Whelan said the media essentially ignored the three Catholics running for the Democratic presidential nomination in 2008—Joe Biden, Bill Richardson and Christopher Dodd—to focus on non-Catholic candidates Barack Obama, Hillary Clinton and John Edwards.
He said the media did much the same in the 2004 general election, when rallies were held in 15 cities for "National Catholics for Kerry Day" to promote the candidacy of Democratic nominee John Kerry, only to get scant coverage.
"Where do you put the religious left?" Whelan asked. A CNN exit poll conducted on Election Day "purported to show that all values voters were Republicans," he said.

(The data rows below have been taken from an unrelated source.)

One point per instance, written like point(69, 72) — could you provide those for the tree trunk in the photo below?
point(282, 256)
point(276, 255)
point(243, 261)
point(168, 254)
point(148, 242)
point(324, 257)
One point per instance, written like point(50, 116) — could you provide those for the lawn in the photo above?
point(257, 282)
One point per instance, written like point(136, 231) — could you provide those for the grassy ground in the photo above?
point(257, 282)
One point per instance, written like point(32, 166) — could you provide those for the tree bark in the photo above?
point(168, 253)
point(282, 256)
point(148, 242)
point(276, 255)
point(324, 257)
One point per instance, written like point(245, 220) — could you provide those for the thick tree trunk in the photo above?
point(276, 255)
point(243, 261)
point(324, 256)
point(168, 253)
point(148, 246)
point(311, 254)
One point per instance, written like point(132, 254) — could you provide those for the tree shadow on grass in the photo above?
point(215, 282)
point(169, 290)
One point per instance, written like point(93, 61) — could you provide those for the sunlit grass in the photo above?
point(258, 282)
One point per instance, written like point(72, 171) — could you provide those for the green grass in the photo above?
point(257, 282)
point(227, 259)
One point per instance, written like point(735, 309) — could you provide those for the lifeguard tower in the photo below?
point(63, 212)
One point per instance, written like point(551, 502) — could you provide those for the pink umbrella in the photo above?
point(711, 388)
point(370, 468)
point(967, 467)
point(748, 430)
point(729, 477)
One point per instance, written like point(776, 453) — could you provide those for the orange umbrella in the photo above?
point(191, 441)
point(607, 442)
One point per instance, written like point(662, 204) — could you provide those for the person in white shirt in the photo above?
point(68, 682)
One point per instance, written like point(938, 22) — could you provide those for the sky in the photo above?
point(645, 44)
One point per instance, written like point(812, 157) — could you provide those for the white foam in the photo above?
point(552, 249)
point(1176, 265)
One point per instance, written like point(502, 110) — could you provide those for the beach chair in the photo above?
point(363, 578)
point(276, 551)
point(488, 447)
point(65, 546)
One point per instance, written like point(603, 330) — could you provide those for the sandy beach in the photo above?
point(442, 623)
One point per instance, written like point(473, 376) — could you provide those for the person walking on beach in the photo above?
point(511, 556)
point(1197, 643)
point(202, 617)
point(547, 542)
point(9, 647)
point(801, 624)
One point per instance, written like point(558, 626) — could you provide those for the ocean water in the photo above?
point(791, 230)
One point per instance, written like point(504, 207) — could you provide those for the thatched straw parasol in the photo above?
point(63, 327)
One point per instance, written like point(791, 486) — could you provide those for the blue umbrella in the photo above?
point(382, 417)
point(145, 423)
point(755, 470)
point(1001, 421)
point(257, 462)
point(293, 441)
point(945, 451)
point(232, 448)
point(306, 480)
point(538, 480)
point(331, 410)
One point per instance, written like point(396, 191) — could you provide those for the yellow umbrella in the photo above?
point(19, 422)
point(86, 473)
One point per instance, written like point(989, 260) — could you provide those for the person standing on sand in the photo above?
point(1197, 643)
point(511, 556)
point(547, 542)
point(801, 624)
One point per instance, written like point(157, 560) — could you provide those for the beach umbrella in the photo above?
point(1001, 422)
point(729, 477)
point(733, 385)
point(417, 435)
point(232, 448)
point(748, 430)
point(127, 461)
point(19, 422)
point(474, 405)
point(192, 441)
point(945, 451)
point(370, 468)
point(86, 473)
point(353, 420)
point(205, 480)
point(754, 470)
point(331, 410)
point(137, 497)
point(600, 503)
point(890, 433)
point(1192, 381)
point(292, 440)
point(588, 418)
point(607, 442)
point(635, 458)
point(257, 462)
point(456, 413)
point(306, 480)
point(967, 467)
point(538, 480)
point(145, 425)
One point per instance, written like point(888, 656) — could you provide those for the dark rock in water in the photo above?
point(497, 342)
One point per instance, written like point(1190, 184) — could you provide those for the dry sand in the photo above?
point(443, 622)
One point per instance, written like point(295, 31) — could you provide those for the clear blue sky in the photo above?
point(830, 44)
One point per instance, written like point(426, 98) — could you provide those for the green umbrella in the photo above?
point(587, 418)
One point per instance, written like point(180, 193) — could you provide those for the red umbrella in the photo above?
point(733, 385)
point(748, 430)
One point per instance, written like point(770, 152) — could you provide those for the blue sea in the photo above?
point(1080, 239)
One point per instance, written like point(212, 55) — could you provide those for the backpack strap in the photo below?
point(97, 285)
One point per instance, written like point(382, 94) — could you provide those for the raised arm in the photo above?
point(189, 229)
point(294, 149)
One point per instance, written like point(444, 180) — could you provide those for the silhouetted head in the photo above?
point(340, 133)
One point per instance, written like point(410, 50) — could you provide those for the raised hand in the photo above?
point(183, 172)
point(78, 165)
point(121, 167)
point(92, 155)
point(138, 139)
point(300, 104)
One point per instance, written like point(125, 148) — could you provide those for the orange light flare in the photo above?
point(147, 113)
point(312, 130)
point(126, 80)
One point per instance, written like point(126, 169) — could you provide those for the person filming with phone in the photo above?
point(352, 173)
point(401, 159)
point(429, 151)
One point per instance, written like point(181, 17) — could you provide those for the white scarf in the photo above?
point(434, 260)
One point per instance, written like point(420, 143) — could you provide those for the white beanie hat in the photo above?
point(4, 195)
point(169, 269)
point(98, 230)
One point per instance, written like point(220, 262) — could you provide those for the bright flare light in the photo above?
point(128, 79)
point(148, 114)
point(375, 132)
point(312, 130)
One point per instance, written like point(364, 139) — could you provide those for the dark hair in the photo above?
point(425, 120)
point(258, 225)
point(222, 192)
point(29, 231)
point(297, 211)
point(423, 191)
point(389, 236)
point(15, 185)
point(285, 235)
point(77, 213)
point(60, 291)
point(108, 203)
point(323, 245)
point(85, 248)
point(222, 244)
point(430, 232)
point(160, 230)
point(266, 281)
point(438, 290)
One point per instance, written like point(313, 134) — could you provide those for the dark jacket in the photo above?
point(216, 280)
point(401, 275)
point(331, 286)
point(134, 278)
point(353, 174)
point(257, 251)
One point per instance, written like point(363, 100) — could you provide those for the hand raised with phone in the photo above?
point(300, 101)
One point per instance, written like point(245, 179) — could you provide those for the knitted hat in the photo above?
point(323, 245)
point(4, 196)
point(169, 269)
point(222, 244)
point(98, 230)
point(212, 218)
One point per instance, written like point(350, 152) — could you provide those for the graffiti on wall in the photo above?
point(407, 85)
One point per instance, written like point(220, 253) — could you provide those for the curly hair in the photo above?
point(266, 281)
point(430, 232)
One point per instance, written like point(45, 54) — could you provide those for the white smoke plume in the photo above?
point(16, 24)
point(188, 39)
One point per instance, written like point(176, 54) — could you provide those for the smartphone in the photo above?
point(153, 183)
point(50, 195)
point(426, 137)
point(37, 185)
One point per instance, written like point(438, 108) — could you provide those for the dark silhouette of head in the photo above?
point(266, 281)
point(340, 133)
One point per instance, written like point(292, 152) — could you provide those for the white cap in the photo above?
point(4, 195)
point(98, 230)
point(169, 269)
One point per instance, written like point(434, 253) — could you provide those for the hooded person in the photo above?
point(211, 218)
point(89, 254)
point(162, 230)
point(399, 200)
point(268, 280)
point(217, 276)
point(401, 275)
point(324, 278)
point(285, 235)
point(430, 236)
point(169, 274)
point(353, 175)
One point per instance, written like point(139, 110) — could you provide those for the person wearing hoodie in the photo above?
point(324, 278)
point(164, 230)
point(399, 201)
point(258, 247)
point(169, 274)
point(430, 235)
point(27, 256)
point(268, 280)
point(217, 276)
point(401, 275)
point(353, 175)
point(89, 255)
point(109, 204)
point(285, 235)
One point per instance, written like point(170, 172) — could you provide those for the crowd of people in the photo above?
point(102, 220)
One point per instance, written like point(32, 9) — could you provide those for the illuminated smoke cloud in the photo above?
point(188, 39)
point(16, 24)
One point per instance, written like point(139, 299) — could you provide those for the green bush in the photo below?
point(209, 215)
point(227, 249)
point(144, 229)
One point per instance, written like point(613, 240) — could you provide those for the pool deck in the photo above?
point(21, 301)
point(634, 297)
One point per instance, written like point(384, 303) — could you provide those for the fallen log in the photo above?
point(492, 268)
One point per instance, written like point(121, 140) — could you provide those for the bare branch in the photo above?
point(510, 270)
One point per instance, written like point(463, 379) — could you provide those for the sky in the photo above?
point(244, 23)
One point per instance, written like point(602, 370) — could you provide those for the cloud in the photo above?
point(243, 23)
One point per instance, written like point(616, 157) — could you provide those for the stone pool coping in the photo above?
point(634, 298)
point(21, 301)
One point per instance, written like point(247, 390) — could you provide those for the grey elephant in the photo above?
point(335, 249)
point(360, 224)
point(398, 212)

Whelan said he and Alexia Kelley, a former Catholic Campaign for Human Development staffer, made a proposal to the Democratic National Committee to form a Catholic outreach strategy.
By the time the 2008 race for the Democratic nomination came around, even non-Catholic candidates understood the importance of the Catholic vote. Obama, according to Whelan, had two nuns on his Catholic outreach committee in Pennsylvania, although Clinton won that primary.
Obama had encountered Catholicism 20 years ago as a community organizer working on Chicago's South Side. He had an office in a parish rectory and he "went to Mass every Sunday for three years," Whelan said. "It was the first exposure of his to organized religion."
"Catholics are divided," Stricherz said. "That doesn't mean that there's no Catholic vote." He pointed to Michigan, Minnesota, New York and South Boston as "heavily Catholic" regions that can tip the scales either way.
"There's not just one Catholic vote, but several Catholic votes today," Stricherz added. And, despite the prominence attached by candidates and parties to winning Catholic voters, Catholic voting today is "a marginalized, more private affair," he said.
George W. Bush, as a Republican running on social issues, captured 52 percent of the Catholic vote in 2000 and 58 percent in 2004, Stricherz said. By this time, pollsters had determined that Catholics who go to Mass weekly tend to vote for the GOP, while those who go less frequently vote for Democrats.
One difference between today and an era when Catholics voted in sizable majorities for Democratic presidential candidates is "the extent to which both parties don't reflect Catholic social teaching in a way that was not part of the picture 50 or 60 years ago," Stricherz said.
Another difference, according to Stricherz, is that "there are more Catholic voters than there used to be," with a greater percentage of their membership voting than do adherents of other religions.
Stricherz said that while doing research for his book, he found an instance in Connecticut where the state Democratic Party assembled its slate for congressional and statewide races "at a local Knights of Columbus hall." Such a thing, he added, would not be considered today.